Abiodun Falodun is a professor of pharmaceutical chemistry from Nigeria. He was the Deputy Vice Chancellor (Academics) of the University of Benin and currently the Rector of Edo State Polytechnic, Usen. He was appointed by the Governor of Edo state, Godwin Obaseki and sworn in on April 4, 2018.

== Education ==
Falodun holds a bachelor's degree in pharmacy from the University of Benin (1996). He received his master's degree in 2003 and his PhD in Pharmaceutical chemistry from the University of Benin in 2007.

== Career ==
Falodun started off as an assistant lecturer in 1999 at the Department of Pharmacy, University of Benin. He was an associate professor in 2011 and was awarded professor of Pharmaceutical Chemistry in 2014.

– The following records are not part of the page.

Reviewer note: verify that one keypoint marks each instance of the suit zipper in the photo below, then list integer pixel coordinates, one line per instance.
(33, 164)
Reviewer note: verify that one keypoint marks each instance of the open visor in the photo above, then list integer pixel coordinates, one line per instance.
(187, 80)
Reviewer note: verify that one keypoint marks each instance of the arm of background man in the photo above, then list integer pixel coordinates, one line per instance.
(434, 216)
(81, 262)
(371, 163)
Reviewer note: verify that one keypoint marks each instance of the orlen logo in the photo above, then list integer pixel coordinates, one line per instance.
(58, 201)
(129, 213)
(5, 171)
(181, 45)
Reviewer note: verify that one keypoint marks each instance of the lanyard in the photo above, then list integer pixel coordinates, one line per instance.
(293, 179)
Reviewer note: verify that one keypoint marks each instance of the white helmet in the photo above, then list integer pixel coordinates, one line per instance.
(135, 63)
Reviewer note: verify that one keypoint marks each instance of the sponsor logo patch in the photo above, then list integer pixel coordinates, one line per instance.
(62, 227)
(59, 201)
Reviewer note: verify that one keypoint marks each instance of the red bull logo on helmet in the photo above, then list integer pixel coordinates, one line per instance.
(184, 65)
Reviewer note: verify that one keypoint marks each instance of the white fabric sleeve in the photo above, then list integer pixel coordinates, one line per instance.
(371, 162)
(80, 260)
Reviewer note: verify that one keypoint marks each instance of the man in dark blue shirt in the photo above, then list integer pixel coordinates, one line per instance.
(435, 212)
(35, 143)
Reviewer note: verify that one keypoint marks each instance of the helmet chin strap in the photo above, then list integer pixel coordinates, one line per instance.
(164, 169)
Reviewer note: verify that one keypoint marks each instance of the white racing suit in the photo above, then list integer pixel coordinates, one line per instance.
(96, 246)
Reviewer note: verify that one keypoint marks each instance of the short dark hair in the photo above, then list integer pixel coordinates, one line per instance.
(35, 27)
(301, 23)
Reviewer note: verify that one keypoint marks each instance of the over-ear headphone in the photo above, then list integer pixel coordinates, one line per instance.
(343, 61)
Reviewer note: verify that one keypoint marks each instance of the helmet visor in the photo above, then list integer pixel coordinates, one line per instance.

He was Head of Department of Pharmaceutical Chemistry at the University of Benin. He is a member of the Pharmaceutical Society of Nigeria, Institute of Public Analysts of Nigeria, Phytochemical Society of Europe, Swiss Chemical Society, and American Chemical Society.

He is a member of the Natural Product Research Group (NPRG) research group involved in bioactivity guided isolation, characterization, structure determination and optimization through synthesis of compounds from natural products mostly of plant origin.

He has written and published several research works, journals, reviews and books.

He is the Editor-in-Chief for Tropical Journal of Natural Product Research.

He is currently the pioneer coordinator, Center for Distance Learning at the University of Benin. He was also appointed as Director for Benson Idahosa University Distance Learning School (BIU-DLS).

Falodun was the Deputy Vice Chancellor (Academics) serving with Vice Chancellor F. F. O. Orumwense at the University of Benin.

Currently, he is the Rector of Edo State Polytechnic, Usen.

== Awards ==
- May and Baker Professional Service Award 2007
- Fulbright Senior Scholar, Faculty of Pharmacy, University of Mississippi, USA, 2013-2014
- Africa-US Network Centers of Excellence in Water and Environmental Science and Technology (2011 - 2015)

== Personal life ==
Falodun is married to Ehizogie Joyce Falodun with four children.